The more intensively land is farmed, the greater the rate of acidification. The process is also accelerated by higher rainfall, due to increased leaching. Browns Lime Quarry is certified under the Fertiliser Quality Council’s FERTMARK quality control programme for producing high quality agricultural lime with more than 90 percent calcium.

“With numerous drought and near-drought scenarios impacting on Lower North Island regions over the past decade, water retention in soil has become ever more critical for farmers, and is one of the reasons why Brown’s Lime Quarry has prospered,” Mr Howie said,

“Use of lime can improve the absorption of rainfall into soil. This can be particularly important on dry hill country with the rain absorbing into the soil faster rather than running off the surface.”
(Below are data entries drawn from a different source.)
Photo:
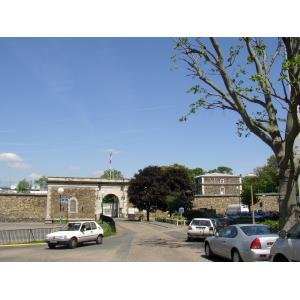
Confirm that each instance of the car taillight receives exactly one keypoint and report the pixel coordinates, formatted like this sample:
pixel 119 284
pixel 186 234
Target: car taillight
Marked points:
pixel 256 244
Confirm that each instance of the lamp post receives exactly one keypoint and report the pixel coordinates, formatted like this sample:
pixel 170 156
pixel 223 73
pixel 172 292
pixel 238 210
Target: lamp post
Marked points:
pixel 252 202
pixel 102 194
pixel 60 191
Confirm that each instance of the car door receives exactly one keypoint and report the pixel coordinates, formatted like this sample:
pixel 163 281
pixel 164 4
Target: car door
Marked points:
pixel 226 240
pixel 217 242
pixel 94 231
pixel 88 232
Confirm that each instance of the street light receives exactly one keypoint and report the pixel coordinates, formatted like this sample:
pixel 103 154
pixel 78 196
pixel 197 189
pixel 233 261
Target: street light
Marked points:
pixel 102 193
pixel 252 204
pixel 60 191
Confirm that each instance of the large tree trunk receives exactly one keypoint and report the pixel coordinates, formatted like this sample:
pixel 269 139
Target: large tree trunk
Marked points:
pixel 287 200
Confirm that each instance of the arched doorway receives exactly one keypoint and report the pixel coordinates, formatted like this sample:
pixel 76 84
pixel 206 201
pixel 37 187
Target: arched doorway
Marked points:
pixel 111 205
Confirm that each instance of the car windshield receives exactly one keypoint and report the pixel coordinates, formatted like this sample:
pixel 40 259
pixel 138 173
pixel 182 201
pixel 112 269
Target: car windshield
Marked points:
pixel 256 230
pixel 71 227
pixel 201 223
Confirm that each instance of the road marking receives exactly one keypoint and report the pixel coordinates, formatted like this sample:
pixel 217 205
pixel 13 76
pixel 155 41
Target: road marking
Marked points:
pixel 16 245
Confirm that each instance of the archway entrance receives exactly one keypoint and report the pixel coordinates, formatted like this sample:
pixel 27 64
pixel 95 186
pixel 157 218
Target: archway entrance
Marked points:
pixel 111 206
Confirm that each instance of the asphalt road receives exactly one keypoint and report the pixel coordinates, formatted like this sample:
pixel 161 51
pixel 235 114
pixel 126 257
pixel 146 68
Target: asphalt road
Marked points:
pixel 134 242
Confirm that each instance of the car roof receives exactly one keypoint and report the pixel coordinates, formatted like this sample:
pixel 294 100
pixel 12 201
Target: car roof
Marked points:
pixel 248 225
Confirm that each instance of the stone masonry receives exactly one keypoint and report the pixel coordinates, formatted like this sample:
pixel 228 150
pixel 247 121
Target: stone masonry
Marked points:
pixel 22 207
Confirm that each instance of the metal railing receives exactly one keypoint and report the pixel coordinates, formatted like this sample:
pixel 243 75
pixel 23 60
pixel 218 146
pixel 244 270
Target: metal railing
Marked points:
pixel 19 236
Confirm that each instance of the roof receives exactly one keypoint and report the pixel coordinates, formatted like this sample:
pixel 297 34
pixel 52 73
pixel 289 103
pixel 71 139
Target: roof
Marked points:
pixel 217 175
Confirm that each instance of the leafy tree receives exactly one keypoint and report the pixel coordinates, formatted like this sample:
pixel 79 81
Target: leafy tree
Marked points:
pixel 115 174
pixel 267 175
pixel 222 169
pixel 147 189
pixel 23 186
pixel 42 182
pixel 245 79
pixel 180 188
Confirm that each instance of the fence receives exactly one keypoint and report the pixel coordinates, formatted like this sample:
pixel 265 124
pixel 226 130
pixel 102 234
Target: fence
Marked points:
pixel 171 221
pixel 18 236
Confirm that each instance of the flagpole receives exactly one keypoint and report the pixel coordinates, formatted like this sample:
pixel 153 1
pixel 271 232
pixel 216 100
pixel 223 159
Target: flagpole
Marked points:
pixel 110 155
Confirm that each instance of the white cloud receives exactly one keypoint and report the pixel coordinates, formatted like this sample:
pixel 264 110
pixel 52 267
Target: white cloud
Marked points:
pixel 20 165
pixel 113 151
pixel 10 157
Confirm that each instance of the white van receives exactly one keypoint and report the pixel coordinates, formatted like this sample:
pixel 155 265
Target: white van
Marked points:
pixel 236 209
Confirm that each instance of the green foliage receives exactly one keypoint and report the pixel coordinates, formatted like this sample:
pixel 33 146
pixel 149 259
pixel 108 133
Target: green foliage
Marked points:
pixel 42 182
pixel 23 186
pixel 115 174
pixel 110 198
pixel 222 169
pixel 246 195
pixel 165 188
pixel 147 189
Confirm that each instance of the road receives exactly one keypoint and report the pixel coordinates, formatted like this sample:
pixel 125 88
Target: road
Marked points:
pixel 134 242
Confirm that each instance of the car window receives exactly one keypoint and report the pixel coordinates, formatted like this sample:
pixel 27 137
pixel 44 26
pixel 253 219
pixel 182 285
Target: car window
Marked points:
pixel 71 227
pixel 294 232
pixel 256 230
pixel 228 232
pixel 201 223
pixel 86 225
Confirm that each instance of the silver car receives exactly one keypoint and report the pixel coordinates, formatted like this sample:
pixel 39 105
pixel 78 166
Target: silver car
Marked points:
pixel 200 228
pixel 287 247
pixel 242 242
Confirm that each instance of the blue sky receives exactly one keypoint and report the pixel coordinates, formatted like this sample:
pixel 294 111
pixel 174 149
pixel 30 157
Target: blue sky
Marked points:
pixel 65 102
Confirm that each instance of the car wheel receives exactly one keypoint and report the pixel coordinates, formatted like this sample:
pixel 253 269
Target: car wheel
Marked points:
pixel 51 246
pixel 280 258
pixel 73 243
pixel 235 256
pixel 99 239
pixel 208 251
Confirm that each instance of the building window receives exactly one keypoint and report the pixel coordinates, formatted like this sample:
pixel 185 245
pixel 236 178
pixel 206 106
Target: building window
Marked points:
pixel 222 190
pixel 73 205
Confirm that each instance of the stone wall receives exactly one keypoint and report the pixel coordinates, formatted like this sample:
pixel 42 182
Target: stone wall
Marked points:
pixel 267 202
pixel 22 207
pixel 85 197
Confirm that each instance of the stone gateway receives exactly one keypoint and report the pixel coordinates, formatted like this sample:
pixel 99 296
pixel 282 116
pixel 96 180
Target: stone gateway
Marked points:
pixel 86 198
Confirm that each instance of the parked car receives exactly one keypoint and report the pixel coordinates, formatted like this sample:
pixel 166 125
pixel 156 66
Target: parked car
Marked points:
pixel 287 247
pixel 74 233
pixel 220 223
pixel 200 228
pixel 241 242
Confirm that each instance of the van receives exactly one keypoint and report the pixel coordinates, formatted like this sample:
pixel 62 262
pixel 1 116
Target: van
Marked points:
pixel 236 209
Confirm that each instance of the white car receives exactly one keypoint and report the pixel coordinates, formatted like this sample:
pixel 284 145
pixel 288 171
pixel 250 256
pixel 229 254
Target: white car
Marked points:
pixel 287 247
pixel 74 233
pixel 200 228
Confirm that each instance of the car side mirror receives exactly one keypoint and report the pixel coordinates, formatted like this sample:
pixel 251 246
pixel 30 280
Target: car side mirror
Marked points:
pixel 282 234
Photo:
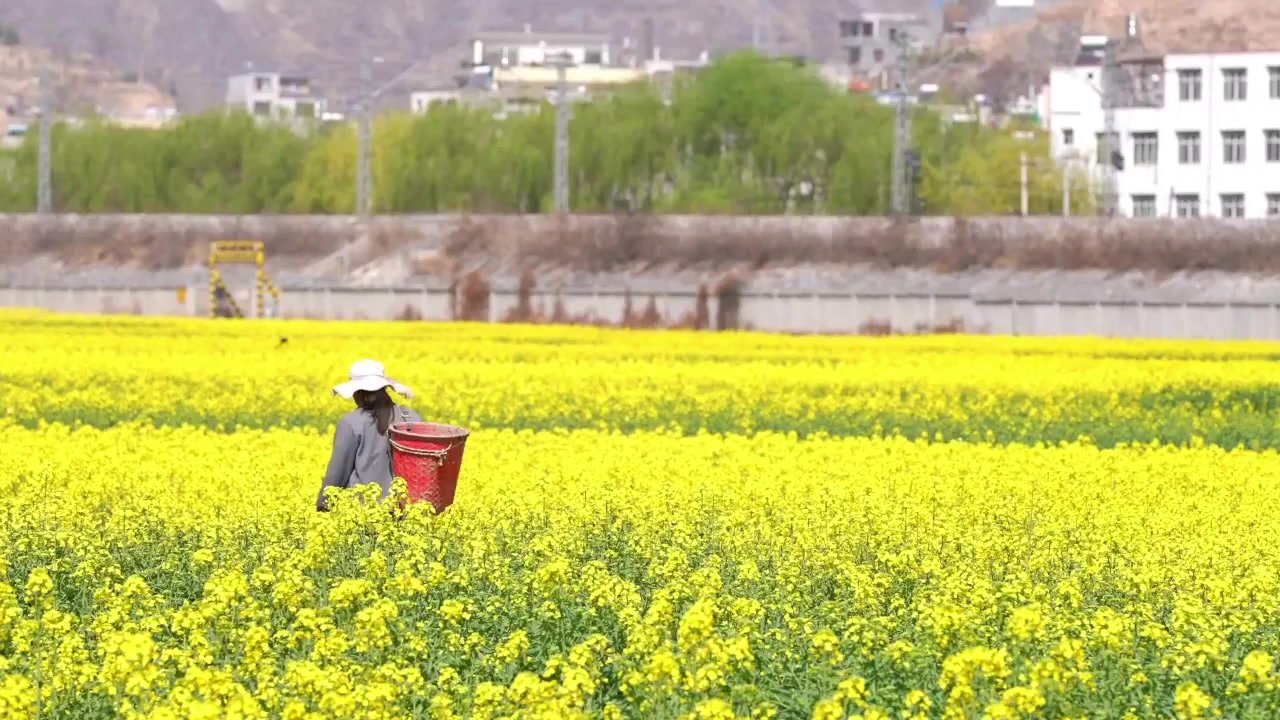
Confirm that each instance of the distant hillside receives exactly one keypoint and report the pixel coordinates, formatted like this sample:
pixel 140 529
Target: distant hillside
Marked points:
pixel 81 86
pixel 190 46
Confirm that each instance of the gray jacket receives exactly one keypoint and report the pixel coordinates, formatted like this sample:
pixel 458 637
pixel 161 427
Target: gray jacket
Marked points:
pixel 360 454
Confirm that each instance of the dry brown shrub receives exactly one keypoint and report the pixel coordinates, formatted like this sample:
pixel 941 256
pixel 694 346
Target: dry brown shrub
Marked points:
pixel 874 327
pixel 410 313
pixel 474 295
pixel 524 309
pixel 728 302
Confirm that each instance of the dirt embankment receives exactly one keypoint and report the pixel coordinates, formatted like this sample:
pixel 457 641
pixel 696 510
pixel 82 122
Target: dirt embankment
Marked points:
pixel 613 242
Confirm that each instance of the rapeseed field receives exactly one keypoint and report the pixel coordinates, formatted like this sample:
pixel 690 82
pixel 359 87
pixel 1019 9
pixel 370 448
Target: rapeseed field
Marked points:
pixel 649 525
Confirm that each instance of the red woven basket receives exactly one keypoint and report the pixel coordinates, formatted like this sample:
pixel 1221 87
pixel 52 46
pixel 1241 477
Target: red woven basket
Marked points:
pixel 429 458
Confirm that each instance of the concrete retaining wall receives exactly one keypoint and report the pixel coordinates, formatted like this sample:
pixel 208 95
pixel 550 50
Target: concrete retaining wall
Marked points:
pixel 791 313
pixel 332 246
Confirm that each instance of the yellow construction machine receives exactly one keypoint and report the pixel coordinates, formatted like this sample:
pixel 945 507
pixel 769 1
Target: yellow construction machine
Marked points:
pixel 222 302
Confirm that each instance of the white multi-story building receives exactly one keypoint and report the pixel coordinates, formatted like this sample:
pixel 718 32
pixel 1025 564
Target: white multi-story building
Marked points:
pixel 273 95
pixel 529 48
pixel 1205 140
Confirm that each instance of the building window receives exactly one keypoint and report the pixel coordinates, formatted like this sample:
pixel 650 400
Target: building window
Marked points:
pixel 1189 86
pixel 1233 146
pixel 1188 147
pixel 1187 205
pixel 1143 205
pixel 1235 85
pixel 1105 149
pixel 1144 149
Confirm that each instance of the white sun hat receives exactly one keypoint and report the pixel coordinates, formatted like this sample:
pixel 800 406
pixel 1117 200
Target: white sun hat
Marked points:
pixel 369 376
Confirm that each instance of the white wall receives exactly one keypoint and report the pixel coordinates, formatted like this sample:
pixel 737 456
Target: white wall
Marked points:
pixel 1210 115
pixel 1075 103
pixel 1075 106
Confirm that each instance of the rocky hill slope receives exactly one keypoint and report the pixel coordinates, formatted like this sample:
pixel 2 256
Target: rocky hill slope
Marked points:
pixel 190 46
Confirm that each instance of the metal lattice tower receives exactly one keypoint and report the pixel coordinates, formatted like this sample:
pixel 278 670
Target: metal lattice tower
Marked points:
pixel 44 183
pixel 1109 196
pixel 364 146
pixel 562 115
pixel 901 191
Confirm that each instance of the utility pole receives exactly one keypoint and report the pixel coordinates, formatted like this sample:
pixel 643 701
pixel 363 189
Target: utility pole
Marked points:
pixel 44 183
pixel 1022 164
pixel 760 27
pixel 901 191
pixel 562 62
pixel 1109 200
pixel 1066 188
pixel 364 145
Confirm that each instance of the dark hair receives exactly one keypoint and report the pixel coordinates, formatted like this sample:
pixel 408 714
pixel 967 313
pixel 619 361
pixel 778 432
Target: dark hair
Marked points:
pixel 379 405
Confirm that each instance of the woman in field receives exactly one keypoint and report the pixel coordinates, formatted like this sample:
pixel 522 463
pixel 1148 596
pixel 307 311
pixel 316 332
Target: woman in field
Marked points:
pixel 361 449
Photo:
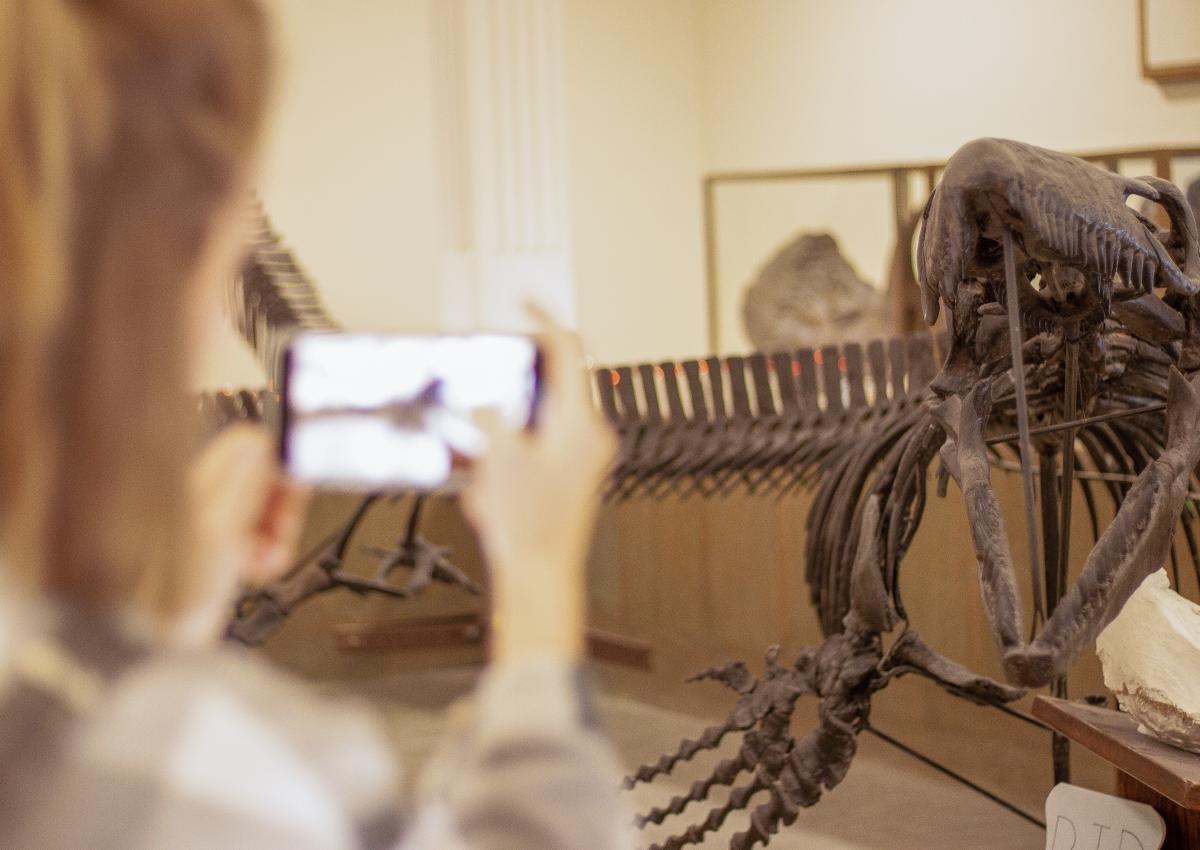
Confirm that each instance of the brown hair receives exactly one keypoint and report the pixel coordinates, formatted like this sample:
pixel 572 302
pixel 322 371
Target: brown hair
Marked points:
pixel 132 124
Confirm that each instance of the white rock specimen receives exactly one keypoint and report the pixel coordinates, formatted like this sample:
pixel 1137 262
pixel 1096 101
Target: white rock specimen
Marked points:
pixel 1151 658
pixel 808 294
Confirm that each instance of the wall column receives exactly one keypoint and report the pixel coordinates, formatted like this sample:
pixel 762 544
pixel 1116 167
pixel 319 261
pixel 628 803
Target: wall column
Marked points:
pixel 498 76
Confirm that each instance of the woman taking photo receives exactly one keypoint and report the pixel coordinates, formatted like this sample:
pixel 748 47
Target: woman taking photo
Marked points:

Buildings within Brown’s Lime Quarry comprise a 1440 square metre steel shed housing the crusher, conveyer and dryer unit, while also providing cover for the uncrushed lime and machinery storage. Two smaller sheds and three lockable containers – individually used as an office, small workshop and general storeroom – are also part of the offering.

Plant and machinery assets being sold in association with the quarry include a Cat digger, a loader, dump truck, two crushers, a lime dryer, screening unit, and various tools and spare mechanical parts.

Mr Howie said Brown’s Quarry had the benefit of being surrounded by sheep and beef grazing land, with no residential dwellings in close proximity “so any move to increase production output would have minimal environmental impact.”